The Christmas deployment

This deployment takes an image input_image as input, and returns a Christmas card image festive_image. We have put the deployment.py here for your reference:

import cv2
import numpy as np
import cvzone

class Deployment:

    def __init__(self, base_directory, context):
        print("Initialising My Deployment")
        # Loading overlay images and classifier
        self.christmas_hat_image = cv2.imread("christmas_hat2.png", cv2.IMREAD_UNCHANGED)
        self.christmas_border = cv2.imread("christmas_border.png", cv2.IMREAD_UNCHANGED)
        self.christmas_decoration = cv2.imread("christmas_decoration.png", cv2.IMREAD_UNCHANGED)
        self.cascade = cv2.CascadeClassifier("haarcascade_frontalface_default.xml")

    def request(self, data):
        print("Processing request for My Deployment")
        print("Reading input image.")
        frame = cv2.imread(data["input_image"])

        # Getting dimensions of the base image
        try:
            height, width, channels = frame.shape
        except:
            height, width = frame.shape

        print("Adding Christmas frame and decoration to image.")
        border_resize = cv2.resize(self.christmas_border, (width, height))
        decoration_resize = cv2.resize(self.christmas_decoration, (width, int(height/4)))
        frame = cvzone.overlayPNG(frame, border_resize, [0,0])
        frame = cvzone.overlayPNG(frame, decoration_resize, [0,0])

        print("Detecting faces.")
        gray_scale = cv2.cvtColor(frame, cv2.COLOR_BGR2GRAY)
        faces = self.cascade.detectMultiScale(gray_scale)

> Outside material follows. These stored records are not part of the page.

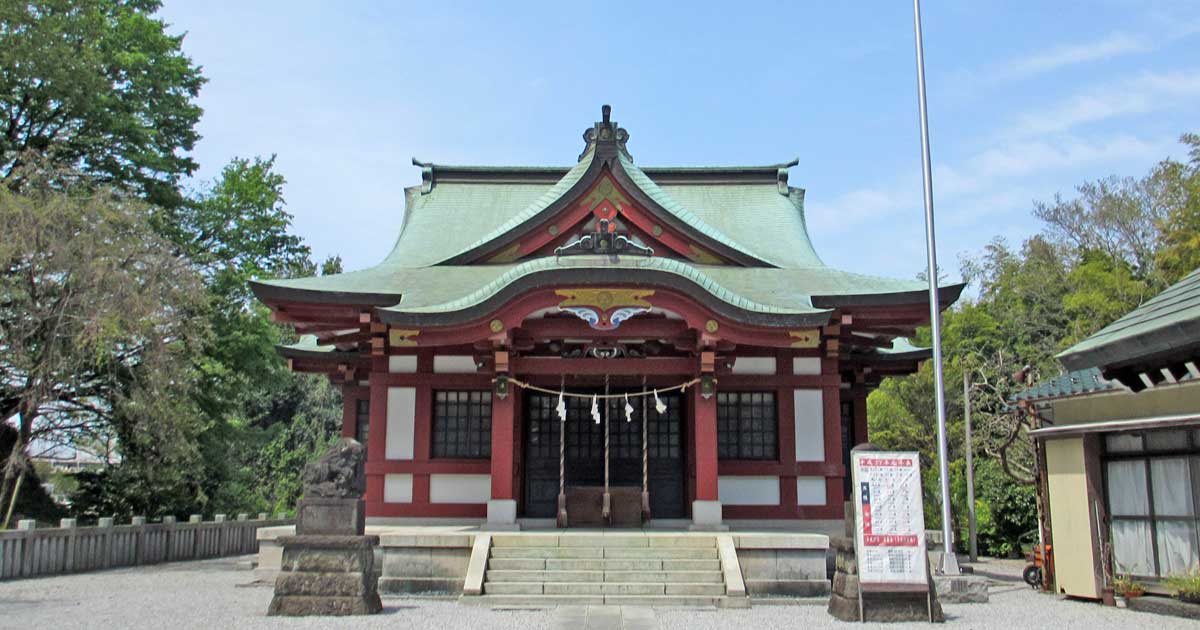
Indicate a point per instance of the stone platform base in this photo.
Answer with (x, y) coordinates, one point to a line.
(327, 576)
(879, 606)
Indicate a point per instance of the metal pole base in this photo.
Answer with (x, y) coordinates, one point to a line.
(949, 564)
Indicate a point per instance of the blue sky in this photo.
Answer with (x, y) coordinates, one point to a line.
(1026, 100)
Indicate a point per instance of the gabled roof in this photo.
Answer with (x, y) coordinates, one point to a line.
(1164, 330)
(461, 214)
(1078, 383)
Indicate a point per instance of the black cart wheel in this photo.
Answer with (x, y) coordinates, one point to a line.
(1032, 575)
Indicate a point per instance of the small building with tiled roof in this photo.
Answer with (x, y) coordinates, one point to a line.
(1121, 437)
(664, 342)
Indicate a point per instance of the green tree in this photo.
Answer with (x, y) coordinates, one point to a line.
(1180, 253)
(97, 324)
(100, 87)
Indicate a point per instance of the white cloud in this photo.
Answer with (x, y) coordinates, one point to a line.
(1115, 45)
(985, 183)
(1138, 95)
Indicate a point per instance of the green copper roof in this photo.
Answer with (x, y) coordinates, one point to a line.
(1077, 383)
(531, 210)
(747, 211)
(660, 197)
(1168, 323)
(695, 274)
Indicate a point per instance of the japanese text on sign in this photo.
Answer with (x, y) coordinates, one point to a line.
(891, 534)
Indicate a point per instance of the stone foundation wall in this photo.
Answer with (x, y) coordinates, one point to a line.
(424, 564)
(784, 565)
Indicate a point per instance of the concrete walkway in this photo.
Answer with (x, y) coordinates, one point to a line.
(221, 594)
(604, 618)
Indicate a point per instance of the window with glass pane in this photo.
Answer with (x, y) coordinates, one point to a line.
(361, 420)
(747, 425)
(1151, 483)
(462, 424)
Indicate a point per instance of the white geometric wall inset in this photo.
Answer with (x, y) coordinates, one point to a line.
(810, 491)
(397, 489)
(754, 365)
(454, 365)
(401, 423)
(460, 489)
(809, 425)
(748, 490)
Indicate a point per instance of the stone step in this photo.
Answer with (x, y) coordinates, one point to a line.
(547, 552)
(505, 575)
(544, 576)
(582, 553)
(594, 600)
(557, 564)
(708, 577)
(675, 553)
(606, 540)
(601, 588)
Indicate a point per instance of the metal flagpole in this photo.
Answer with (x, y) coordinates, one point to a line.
(972, 538)
(949, 563)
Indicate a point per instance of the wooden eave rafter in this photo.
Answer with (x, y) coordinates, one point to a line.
(565, 213)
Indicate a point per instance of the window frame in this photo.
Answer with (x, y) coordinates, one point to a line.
(472, 431)
(1146, 455)
(747, 448)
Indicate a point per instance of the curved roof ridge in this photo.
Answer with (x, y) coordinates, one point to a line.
(670, 204)
(567, 183)
(669, 265)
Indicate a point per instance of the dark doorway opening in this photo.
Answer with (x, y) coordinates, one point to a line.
(585, 450)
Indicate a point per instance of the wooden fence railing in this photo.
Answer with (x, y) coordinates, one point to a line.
(29, 552)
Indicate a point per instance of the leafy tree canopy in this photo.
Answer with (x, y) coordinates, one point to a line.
(99, 87)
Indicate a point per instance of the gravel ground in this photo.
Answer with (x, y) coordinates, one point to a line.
(217, 594)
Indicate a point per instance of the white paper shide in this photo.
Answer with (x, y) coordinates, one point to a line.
(891, 533)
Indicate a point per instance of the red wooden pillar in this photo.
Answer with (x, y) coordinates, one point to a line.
(378, 429)
(502, 510)
(706, 509)
(349, 411)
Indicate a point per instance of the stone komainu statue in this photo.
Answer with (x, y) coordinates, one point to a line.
(339, 473)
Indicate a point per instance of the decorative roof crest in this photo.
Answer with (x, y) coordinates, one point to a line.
(606, 137)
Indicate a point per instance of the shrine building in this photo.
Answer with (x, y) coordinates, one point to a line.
(604, 345)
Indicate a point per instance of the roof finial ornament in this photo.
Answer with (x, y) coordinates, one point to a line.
(605, 137)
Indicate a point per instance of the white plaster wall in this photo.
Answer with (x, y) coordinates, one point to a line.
(460, 489)
(397, 489)
(810, 491)
(401, 423)
(809, 425)
(454, 365)
(748, 490)
(805, 365)
(754, 365)
(402, 365)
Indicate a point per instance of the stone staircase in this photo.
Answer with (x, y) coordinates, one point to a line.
(617, 569)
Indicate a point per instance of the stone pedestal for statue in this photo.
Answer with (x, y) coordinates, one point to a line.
(880, 606)
(328, 568)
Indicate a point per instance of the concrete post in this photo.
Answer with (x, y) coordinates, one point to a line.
(139, 539)
(196, 535)
(169, 527)
(106, 557)
(27, 545)
(222, 535)
(69, 551)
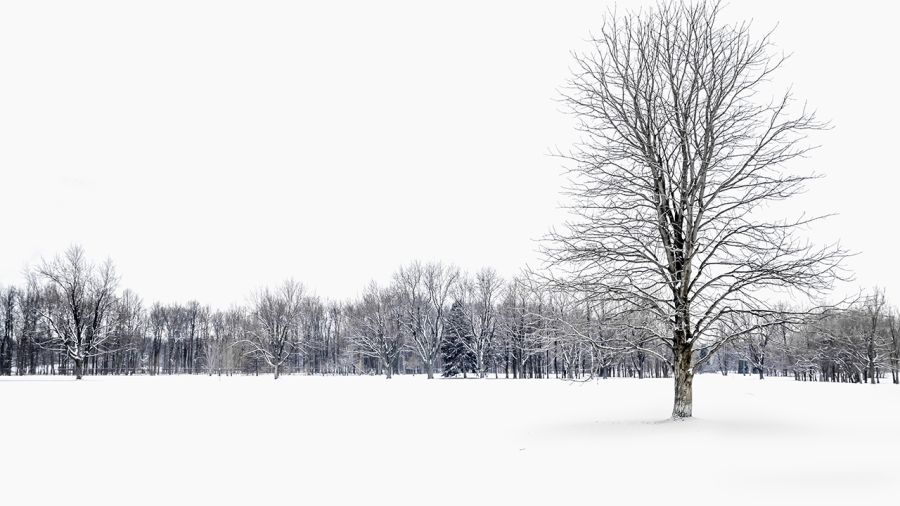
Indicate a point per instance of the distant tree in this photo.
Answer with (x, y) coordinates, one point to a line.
(7, 328)
(481, 296)
(275, 332)
(456, 356)
(79, 296)
(425, 298)
(375, 328)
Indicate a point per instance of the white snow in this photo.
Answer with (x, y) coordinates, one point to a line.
(408, 440)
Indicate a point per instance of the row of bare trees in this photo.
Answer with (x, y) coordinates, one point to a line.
(70, 318)
(857, 344)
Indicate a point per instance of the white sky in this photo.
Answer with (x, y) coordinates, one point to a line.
(210, 147)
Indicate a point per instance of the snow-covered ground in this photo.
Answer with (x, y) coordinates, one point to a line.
(365, 440)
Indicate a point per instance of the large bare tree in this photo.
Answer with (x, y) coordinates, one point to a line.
(678, 155)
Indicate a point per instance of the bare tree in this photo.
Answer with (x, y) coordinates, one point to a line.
(677, 157)
(80, 295)
(895, 347)
(873, 308)
(375, 327)
(277, 320)
(479, 298)
(425, 296)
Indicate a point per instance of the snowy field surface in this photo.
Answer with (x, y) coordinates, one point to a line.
(365, 440)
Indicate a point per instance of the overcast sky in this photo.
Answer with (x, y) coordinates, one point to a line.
(211, 147)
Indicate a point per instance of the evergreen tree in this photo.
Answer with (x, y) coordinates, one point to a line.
(455, 354)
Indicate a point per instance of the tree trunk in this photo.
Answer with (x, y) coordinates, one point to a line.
(684, 378)
(78, 368)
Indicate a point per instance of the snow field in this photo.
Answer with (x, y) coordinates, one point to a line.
(409, 440)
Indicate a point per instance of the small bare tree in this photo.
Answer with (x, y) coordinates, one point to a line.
(80, 294)
(479, 297)
(678, 156)
(275, 333)
(425, 296)
(375, 327)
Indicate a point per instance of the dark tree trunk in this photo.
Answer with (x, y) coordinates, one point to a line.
(78, 367)
(684, 378)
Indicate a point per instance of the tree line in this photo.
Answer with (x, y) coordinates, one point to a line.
(70, 317)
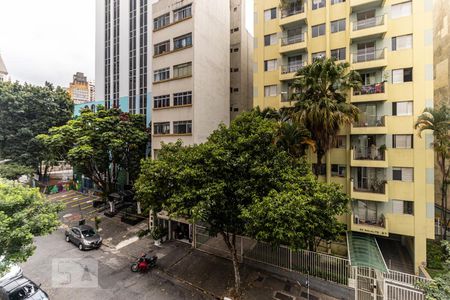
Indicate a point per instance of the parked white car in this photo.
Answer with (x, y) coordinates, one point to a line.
(12, 272)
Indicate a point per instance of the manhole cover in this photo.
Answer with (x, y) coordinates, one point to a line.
(311, 297)
(283, 296)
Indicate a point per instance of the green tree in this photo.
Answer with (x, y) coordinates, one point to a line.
(24, 214)
(216, 182)
(101, 145)
(13, 171)
(25, 112)
(438, 121)
(321, 104)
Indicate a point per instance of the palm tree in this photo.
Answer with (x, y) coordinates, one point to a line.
(321, 95)
(291, 136)
(438, 120)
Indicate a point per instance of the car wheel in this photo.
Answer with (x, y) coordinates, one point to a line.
(134, 267)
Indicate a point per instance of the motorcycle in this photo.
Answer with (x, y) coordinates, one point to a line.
(144, 263)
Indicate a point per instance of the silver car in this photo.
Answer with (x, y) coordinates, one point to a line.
(84, 237)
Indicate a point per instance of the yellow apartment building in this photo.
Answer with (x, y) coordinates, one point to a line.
(380, 161)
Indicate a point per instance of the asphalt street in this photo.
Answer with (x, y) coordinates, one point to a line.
(114, 280)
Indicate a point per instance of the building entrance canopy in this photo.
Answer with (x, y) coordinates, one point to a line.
(363, 251)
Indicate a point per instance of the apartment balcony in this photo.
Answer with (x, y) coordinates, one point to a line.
(288, 71)
(370, 28)
(365, 4)
(371, 157)
(376, 190)
(293, 43)
(366, 125)
(293, 12)
(370, 92)
(378, 226)
(370, 59)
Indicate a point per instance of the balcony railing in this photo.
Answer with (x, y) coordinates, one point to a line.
(370, 121)
(369, 153)
(368, 23)
(368, 55)
(378, 222)
(293, 39)
(377, 186)
(292, 67)
(293, 8)
(368, 89)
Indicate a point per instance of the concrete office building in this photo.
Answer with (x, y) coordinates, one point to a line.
(380, 161)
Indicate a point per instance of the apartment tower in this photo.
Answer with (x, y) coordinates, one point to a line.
(379, 161)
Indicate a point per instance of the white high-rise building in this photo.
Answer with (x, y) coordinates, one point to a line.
(183, 63)
(3, 70)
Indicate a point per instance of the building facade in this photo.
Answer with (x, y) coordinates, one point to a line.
(380, 161)
(3, 70)
(79, 89)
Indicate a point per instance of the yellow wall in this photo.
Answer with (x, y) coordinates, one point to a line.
(420, 57)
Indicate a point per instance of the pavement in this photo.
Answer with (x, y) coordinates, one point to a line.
(181, 273)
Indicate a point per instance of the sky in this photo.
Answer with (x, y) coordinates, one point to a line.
(50, 40)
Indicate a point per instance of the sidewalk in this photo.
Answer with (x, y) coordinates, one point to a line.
(214, 275)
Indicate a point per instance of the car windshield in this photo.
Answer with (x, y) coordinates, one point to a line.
(88, 232)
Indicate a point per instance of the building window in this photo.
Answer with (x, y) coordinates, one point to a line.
(161, 21)
(318, 4)
(143, 56)
(403, 174)
(338, 54)
(161, 101)
(318, 55)
(161, 48)
(132, 63)
(402, 207)
(401, 10)
(184, 98)
(318, 30)
(402, 141)
(338, 25)
(182, 127)
(182, 41)
(270, 90)
(270, 39)
(182, 70)
(270, 14)
(182, 13)
(161, 128)
(402, 42)
(341, 141)
(322, 171)
(402, 75)
(270, 65)
(161, 74)
(403, 108)
(338, 170)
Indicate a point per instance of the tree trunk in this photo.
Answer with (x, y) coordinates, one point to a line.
(320, 155)
(231, 245)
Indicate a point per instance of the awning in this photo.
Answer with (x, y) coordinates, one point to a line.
(363, 251)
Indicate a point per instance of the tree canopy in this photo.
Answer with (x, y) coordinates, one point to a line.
(24, 214)
(101, 145)
(26, 111)
(236, 173)
(437, 120)
(321, 105)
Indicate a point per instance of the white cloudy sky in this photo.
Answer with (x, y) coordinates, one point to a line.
(50, 40)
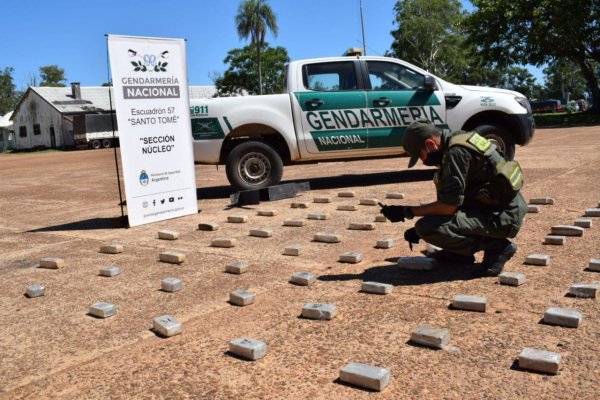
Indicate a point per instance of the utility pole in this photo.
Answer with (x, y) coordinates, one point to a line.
(362, 26)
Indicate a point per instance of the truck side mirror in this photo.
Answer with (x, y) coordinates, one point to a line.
(429, 84)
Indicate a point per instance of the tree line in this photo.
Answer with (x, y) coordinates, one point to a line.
(486, 47)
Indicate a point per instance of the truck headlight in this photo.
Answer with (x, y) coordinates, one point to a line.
(524, 103)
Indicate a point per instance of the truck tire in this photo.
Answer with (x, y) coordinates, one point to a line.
(95, 144)
(500, 137)
(253, 165)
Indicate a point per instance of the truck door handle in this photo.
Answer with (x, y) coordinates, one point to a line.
(382, 101)
(314, 102)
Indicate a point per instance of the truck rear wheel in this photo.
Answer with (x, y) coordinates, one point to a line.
(253, 165)
(500, 137)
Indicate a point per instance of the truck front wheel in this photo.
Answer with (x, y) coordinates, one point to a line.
(95, 144)
(253, 165)
(500, 137)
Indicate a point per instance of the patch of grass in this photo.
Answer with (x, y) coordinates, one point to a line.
(11, 151)
(561, 120)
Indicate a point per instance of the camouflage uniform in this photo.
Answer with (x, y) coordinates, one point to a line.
(461, 176)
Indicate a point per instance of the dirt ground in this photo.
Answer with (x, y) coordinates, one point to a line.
(66, 205)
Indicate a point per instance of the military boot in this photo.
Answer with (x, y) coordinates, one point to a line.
(496, 253)
(445, 256)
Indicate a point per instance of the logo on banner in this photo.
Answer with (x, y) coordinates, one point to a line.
(144, 178)
(149, 62)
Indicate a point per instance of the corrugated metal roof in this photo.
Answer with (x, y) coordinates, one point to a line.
(95, 98)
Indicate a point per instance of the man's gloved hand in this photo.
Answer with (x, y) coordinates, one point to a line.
(394, 213)
(411, 236)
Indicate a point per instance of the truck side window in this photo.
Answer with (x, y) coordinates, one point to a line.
(329, 77)
(391, 76)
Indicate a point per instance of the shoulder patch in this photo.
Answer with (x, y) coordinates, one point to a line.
(481, 143)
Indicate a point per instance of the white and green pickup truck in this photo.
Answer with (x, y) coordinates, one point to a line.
(345, 108)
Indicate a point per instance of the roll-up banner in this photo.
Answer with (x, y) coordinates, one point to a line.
(150, 90)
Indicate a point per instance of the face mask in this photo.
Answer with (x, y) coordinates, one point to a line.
(434, 158)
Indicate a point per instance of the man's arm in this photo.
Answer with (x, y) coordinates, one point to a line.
(435, 208)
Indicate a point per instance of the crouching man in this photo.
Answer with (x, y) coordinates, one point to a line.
(478, 206)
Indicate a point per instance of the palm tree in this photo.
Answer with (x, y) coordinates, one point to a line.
(253, 19)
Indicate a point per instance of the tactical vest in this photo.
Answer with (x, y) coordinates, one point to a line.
(507, 179)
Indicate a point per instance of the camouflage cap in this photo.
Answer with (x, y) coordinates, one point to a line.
(415, 136)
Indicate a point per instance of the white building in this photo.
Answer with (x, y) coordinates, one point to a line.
(47, 117)
(6, 131)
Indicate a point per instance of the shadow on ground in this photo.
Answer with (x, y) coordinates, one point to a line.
(86, 225)
(335, 182)
(392, 274)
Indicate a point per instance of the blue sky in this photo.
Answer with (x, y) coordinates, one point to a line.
(70, 33)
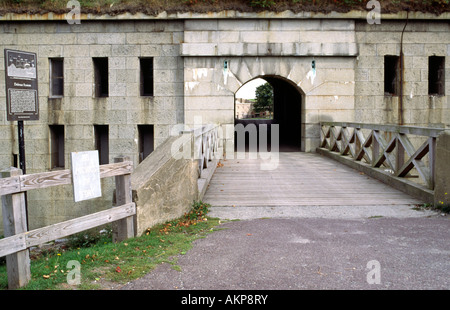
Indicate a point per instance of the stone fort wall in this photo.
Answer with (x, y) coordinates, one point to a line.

        print("Giving everyone a Christmas hat.")
        for (x, y, w, h) in faces:
            if ((w > 0.045*width) and (h > 0.045*height)):

                overlay_resize = cv2.resize(self.christmas_hat_image, (int(w*1.6), int(h*1.6)))

                try:
                    # This is a better offset for the Christmas hat, but if a face is near the top of the screen it
                    # will give an error. So then we use a smaller offset.
                    frame = cvzone.overlayPNG(frame, overlay_resize, [int(x-w/3), int(y-(0.7)*h)])
                except:
                    frame = cvzone.overlayPNG(frame, overlay_resize, [int(x-w/3), int(y-h/2)])
            else:
                continue
        cv2.imwrite("christmas_image.png", frame)

        return {
            "festive_image": "christmas_image.png"
        }

The deployment works in 4 steps:

  • Resize & overlay Christmas decoration images on the input image
  • Detect faces in input image (using Haar cascades)
  • Put Christmas hats above the faces
  • Save the resulting image and return it as output

Running the example in UbiOps

To deploy this example model to your own UbiOps environment you can log in to the WebApp and create a new deployment in the deployment tab. You will be prompted to fill in certain parameters, you can use the following:

Deployment configuration
Name christmas-model
Description A Christmas card maker. Accepts PNG or JPEG images.
Input fields: name = input_image, datatype = file
Output fields: name = festive_image, datatype = file
Version name v1
Description leave blank
Environment Python 3.8
Upload code deployment zip do not unzip!
Advances parameters Leave on default settings

After uploading the code, and with that creating the deployment version, UbiOps will start deploying. Once you're deployment version is available you can make requests to it. You can use any input image with people on it as long as it is PNG or JPEG.

Enough space for Christmas hats

For the model to work correctly there needs to be enough space above each face in the input image to put the Christmas hat. Otherwise the request might fail.